Chowdhury, N. P., Mowafy, A. M., Demmer, J. K., Upadhyay, V., Koelzer, S., Jayamani, E., et al. (2014). Studies on the Mechanism of Electron Bifurcation Catalyzed by Electron Transferring Flavoprotein (Etf) and Butyryl-CoA Dehydrogenase (Bcd) of Acidaminococcus fermentans. The Journal of Biological Chemistry, 289(8), 5145-5157. doi:10.1074/jbc.M113.521013.

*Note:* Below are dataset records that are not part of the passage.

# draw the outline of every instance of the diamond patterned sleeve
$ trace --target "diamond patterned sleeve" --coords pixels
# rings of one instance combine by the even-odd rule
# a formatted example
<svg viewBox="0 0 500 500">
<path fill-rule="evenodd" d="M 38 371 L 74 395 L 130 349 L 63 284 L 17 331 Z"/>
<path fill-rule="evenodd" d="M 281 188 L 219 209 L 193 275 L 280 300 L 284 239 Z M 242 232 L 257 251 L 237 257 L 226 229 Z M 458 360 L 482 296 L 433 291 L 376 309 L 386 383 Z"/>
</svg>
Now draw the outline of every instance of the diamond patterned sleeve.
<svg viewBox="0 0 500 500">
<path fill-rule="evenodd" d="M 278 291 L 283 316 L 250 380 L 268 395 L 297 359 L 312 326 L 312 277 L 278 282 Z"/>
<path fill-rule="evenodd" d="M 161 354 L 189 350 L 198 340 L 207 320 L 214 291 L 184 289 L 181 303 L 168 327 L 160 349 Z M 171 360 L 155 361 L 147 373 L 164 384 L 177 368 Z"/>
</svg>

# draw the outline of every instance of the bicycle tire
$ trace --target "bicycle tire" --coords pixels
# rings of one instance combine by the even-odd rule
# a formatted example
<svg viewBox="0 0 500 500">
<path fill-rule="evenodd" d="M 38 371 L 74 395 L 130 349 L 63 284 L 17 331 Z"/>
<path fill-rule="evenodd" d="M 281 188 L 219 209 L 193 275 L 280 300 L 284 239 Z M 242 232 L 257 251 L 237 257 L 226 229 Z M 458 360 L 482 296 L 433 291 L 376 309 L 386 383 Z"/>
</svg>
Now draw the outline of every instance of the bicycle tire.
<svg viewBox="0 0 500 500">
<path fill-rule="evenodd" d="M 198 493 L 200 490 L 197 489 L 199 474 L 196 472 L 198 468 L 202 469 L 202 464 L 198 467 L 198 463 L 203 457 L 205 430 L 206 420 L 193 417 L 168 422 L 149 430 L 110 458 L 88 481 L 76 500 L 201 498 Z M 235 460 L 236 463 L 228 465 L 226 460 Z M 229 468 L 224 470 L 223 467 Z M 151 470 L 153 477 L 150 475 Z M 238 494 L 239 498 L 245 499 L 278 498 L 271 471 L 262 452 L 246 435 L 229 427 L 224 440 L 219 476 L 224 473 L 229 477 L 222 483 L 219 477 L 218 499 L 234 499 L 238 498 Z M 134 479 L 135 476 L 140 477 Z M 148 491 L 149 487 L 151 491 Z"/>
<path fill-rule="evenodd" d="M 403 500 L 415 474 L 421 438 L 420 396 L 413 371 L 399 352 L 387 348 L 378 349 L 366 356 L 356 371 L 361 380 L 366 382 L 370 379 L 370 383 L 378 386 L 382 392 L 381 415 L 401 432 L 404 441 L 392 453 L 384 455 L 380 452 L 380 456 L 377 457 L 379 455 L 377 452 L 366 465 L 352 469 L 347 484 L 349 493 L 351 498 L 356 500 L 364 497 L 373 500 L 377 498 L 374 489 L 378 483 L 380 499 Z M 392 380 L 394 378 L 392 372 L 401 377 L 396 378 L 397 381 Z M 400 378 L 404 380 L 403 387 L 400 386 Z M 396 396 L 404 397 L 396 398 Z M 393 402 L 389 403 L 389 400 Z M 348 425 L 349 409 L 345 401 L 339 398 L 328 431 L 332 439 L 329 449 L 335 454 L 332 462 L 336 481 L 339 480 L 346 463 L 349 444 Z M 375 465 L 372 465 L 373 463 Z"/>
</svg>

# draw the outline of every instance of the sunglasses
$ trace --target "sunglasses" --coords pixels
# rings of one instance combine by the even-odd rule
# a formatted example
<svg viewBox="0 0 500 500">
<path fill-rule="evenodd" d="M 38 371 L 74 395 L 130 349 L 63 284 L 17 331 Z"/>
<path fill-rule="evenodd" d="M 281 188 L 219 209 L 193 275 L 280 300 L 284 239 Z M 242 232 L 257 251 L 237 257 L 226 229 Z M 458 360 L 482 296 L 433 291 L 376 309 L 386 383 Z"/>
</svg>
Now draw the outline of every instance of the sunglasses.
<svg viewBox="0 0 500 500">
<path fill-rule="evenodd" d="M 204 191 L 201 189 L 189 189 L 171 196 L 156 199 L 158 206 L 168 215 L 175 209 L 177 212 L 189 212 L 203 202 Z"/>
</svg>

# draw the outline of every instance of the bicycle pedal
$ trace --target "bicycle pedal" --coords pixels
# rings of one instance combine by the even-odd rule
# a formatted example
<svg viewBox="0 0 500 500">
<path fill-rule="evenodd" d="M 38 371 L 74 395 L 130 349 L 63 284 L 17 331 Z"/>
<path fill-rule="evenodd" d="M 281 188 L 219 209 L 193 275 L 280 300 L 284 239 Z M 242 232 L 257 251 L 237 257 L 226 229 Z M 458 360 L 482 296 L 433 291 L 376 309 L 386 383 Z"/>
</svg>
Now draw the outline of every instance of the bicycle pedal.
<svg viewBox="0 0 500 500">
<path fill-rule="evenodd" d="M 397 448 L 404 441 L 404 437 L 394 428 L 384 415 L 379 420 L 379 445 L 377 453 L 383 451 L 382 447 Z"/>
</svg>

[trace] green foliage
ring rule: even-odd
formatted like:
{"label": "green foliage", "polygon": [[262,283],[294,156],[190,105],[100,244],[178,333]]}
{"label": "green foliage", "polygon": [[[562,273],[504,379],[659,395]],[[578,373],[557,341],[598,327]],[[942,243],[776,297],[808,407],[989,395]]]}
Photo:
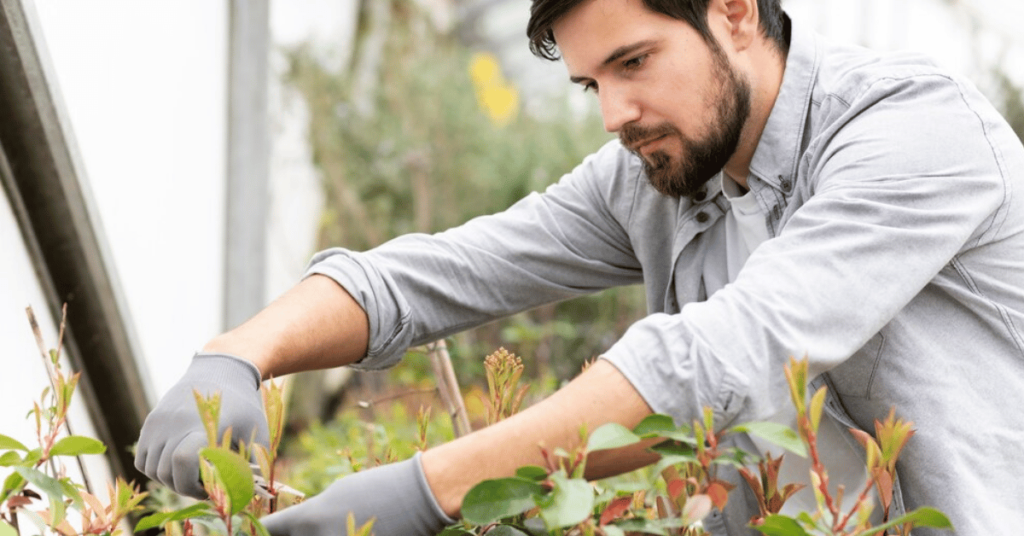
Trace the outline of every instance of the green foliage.
{"label": "green foliage", "polygon": [[[760,506],[760,515],[755,516],[751,526],[768,536],[853,536],[882,534],[884,531],[906,535],[913,527],[952,528],[945,515],[927,507],[888,519],[888,504],[892,499],[891,473],[895,470],[895,460],[900,451],[913,435],[911,424],[895,418],[894,412],[886,420],[875,423],[875,437],[864,433],[857,435],[858,440],[866,445],[872,479],[853,509],[840,512],[836,505],[841,497],[832,496],[827,485],[828,474],[817,451],[816,434],[826,392],[819,390],[810,402],[807,401],[806,360],[791,360],[786,367],[786,377],[797,408],[799,431],[773,423],[747,423],[716,431],[710,410],[705,410],[703,420],[695,420],[690,426],[676,426],[666,415],[649,416],[633,430],[614,423],[606,424],[589,436],[586,452],[625,447],[642,440],[663,439],[652,447],[661,455],[654,470],[661,479],[661,485],[649,483],[637,490],[615,482],[588,483],[580,477],[585,460],[556,449],[558,460],[553,462],[551,457],[547,457],[547,468],[524,467],[514,478],[487,480],[472,488],[463,499],[462,512],[465,522],[477,527],[463,525],[458,529],[462,532],[457,533],[464,534],[468,529],[470,534],[476,534],[497,524],[510,534],[526,531],[577,536],[597,534],[597,530],[604,535],[622,536],[640,533],[664,536],[705,534],[700,521],[713,509],[724,508],[734,488],[716,476],[716,467],[721,464],[740,468]],[[734,433],[756,435],[791,452],[809,456],[818,510],[796,517],[780,515],[786,500],[802,486],[786,484],[780,489],[778,476],[782,456],[756,460],[760,473],[756,475],[749,469],[752,459],[749,454],[738,449],[721,448],[722,438]],[[565,459],[575,461],[566,468]],[[871,499],[868,492],[872,486],[877,486],[886,514],[884,523],[875,527],[870,524]],[[477,532],[472,532],[474,530]],[[494,532],[487,531],[486,534]]]}
{"label": "green foliage", "polygon": [[20,441],[13,437],[7,437],[0,434],[0,449],[4,450],[28,450],[28,447],[22,445]]}
{"label": "green foliage", "polygon": [[107,447],[98,439],[83,436],[69,436],[61,439],[50,449],[50,456],[82,456],[103,454]]}
{"label": "green foliage", "polygon": [[368,409],[350,408],[329,423],[314,423],[283,446],[285,478],[299,490],[315,494],[340,477],[410,458],[423,444],[437,445],[455,437],[451,419],[431,412],[421,440],[417,416],[401,398],[391,398],[373,404],[372,416]]}
{"label": "green foliage", "polygon": [[245,458],[230,448],[207,447],[200,451],[203,484],[211,498],[223,490],[226,510],[237,514],[252,501],[256,484]]}
{"label": "green foliage", "polygon": [[635,432],[631,432],[621,424],[610,423],[594,430],[594,433],[590,434],[590,439],[587,440],[587,452],[617,449],[639,442],[640,436]]}
{"label": "green foliage", "polygon": [[487,525],[533,508],[536,506],[534,498],[543,493],[544,488],[531,479],[515,477],[484,480],[466,494],[462,517],[470,523]]}
{"label": "green foliage", "polygon": [[185,521],[186,519],[193,519],[200,516],[212,516],[214,515],[213,510],[207,503],[196,503],[191,506],[175,510],[173,512],[159,512],[142,518],[137,525],[135,525],[135,532],[142,532],[145,530],[163,527],[168,523],[176,521]]}
{"label": "green foliage", "polygon": [[484,358],[487,370],[487,424],[507,419],[519,412],[529,386],[519,385],[523,376],[523,360],[504,348]]}
{"label": "green foliage", "polygon": [[[235,445],[231,428],[218,440],[221,395],[213,393],[207,397],[194,391],[196,409],[209,444],[198,453],[200,479],[208,498],[205,502],[154,512],[139,520],[135,532],[181,523],[184,528],[180,532],[188,536],[191,524],[195,523],[211,534],[268,536],[259,518],[303,498],[300,492],[275,480],[277,446],[284,427],[284,401],[280,386],[273,380],[267,383],[261,390],[270,430],[269,448],[244,443]],[[257,459],[256,465],[250,465],[250,454]],[[258,469],[258,474],[254,474],[254,468]],[[174,533],[179,533],[179,529],[174,529]]]}
{"label": "green foliage", "polygon": [[806,458],[807,447],[792,428],[774,422],[751,422],[732,427],[733,432],[744,432],[770,441],[797,456]]}
{"label": "green foliage", "polygon": [[[20,534],[19,519],[31,521],[40,534],[116,535],[121,521],[139,509],[146,494],[117,479],[108,487],[108,501],[104,504],[84,484],[66,476],[66,459],[73,458],[80,466],[78,457],[102,454],[106,447],[96,439],[69,433],[67,415],[79,375],[67,376],[61,368],[63,319],[57,349],[47,351],[42,347],[43,337],[31,308],[27,313],[40,344],[50,386],[28,413],[36,424],[38,447],[29,448],[15,438],[0,435],[0,466],[12,469],[0,487],[0,535]],[[36,504],[44,498],[45,507]],[[69,511],[77,512],[77,527],[72,526]]]}

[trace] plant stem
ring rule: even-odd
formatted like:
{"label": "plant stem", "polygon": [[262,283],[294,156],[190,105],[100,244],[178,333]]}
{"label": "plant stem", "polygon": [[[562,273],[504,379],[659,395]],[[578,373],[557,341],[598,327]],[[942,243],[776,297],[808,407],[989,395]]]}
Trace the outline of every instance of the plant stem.
{"label": "plant stem", "polygon": [[[42,358],[43,358],[43,365],[46,367],[47,377],[50,380],[50,390],[52,392],[54,400],[58,400],[58,398],[57,398],[57,385],[56,385],[56,382],[54,381],[54,378],[57,377],[57,374],[58,374],[58,370],[57,369],[58,369],[58,367],[60,367],[60,364],[59,363],[55,363],[50,358],[50,352],[48,352],[46,350],[46,343],[43,342],[42,330],[39,329],[39,323],[36,322],[36,315],[32,311],[32,307],[31,306],[25,308],[25,314],[28,315],[28,323],[32,327],[32,333],[33,333],[33,335],[35,335],[35,338],[36,338],[36,345],[39,346],[39,354],[40,354],[40,356],[42,356]],[[65,329],[65,326],[67,325],[67,316],[68,316],[68,304],[65,303],[64,306],[61,308],[60,331],[58,332],[58,335],[57,335],[57,359],[60,359],[60,351],[61,351],[61,348],[63,348],[63,346],[64,346],[64,329]],[[74,435],[74,433],[72,433],[72,431],[71,431],[71,423],[68,422],[68,419],[66,417],[61,418],[56,424],[53,425],[53,428],[52,428],[51,433],[50,433],[50,437],[48,438],[48,441],[47,441],[47,445],[45,447],[43,445],[40,445],[41,447],[44,447],[44,449],[43,449],[43,453],[44,453],[43,460],[45,460],[46,458],[49,457],[50,448],[53,447],[53,444],[54,444],[54,442],[57,439],[57,430],[59,428],[61,428],[62,425],[63,425],[64,431],[67,432],[68,436]],[[75,463],[78,464],[78,471],[82,475],[82,481],[85,484],[85,491],[89,492],[89,494],[92,494],[92,484],[89,482],[89,473],[85,469],[85,464],[82,463],[82,457],[81,456],[75,456]]]}
{"label": "plant stem", "polygon": [[860,511],[860,505],[864,503],[864,499],[868,498],[868,493],[871,493],[871,488],[875,486],[874,479],[868,479],[867,483],[864,484],[864,489],[860,492],[860,496],[857,497],[857,502],[853,505],[846,517],[839,523],[839,530],[846,528],[846,524],[850,522],[850,519]]}
{"label": "plant stem", "polygon": [[462,437],[472,432],[473,429],[469,426],[466,403],[462,400],[462,393],[459,391],[459,380],[455,377],[452,358],[448,355],[448,346],[443,339],[434,341],[427,345],[427,354],[434,367],[437,390],[448,409],[448,414],[451,415],[455,437]]}

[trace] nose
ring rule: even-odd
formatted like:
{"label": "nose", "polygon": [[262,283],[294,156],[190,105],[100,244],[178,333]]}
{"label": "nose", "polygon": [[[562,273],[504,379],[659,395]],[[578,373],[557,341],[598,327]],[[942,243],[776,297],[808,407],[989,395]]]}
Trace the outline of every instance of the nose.
{"label": "nose", "polygon": [[606,131],[618,132],[623,125],[640,119],[640,106],[622,89],[606,85],[598,96]]}

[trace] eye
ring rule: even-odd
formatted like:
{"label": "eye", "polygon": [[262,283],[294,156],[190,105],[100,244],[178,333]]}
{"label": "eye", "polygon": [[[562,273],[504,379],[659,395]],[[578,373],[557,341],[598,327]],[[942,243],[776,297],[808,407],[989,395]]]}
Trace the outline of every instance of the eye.
{"label": "eye", "polygon": [[591,91],[597,93],[597,82],[587,82],[586,84],[583,84],[584,93],[590,93]]}
{"label": "eye", "polygon": [[647,54],[641,54],[622,62],[622,67],[629,71],[635,71],[636,69],[643,67],[646,61]]}

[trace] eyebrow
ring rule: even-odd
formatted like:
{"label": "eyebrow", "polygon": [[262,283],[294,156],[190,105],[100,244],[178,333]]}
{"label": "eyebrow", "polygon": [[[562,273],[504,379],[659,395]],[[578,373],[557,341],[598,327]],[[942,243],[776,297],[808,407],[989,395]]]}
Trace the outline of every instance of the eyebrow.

Zitierlink: http://hdl.handle.net/11858/00-001M-0000-0026-B1AB-7
Zusammenfassung
Electron bifurcation is a fundamental strategy of energy coupling originally discovered in the Q-cycle of many organisms. Recently a flavin-based electron bifurcation has been detected in anaerobes, first in clostridia and later in acetogens and methanogens. It enables anaerobic bacteria and archaea to reduce the low-potential [4Fe-4S] clusters of ferredoxin, which increases the efficiency of the substrate level and electron transport phosphorylations. Here we characterize the bifurcating electron transferring flavoprotein (EtfAf) and butyryl-CoA dehydrogenase (BcdAf) of Acidaminococcus fermentans, which couple the exergonic reduction of crotonyl-CoA to butyryl-CoA to the endergonic reduction of ferredoxin both with NADH. EtfAf contains one FAD (α-FAD) in subunit α and a second FAD (β-FAD) in subunit β. The distance between the two isoalloxazine rings is 18 Å. The EtfAf-NAD+ complex structure revealed β-FAD as acceptor of the hydride of NADH. The formed β-FADH- is considered as the bifurcating electron donor. As a result of a domain movement, α-FAD is able to approach β-FADH- by about 4 Å and to take up one electron yielding a stable anionic semiquinone, α-FAD-, which donates this electron further to Dh-FAD of BcdAf after a second domain movement. The remaining nonstabilized neutral semiquinone, β-FADHˑ, immediately reduces ferredoxin. Repetition of this process affords a second reduced ferredoxin and Dh-FADH- that converts crotonyl-CoA to butyryl-CoA.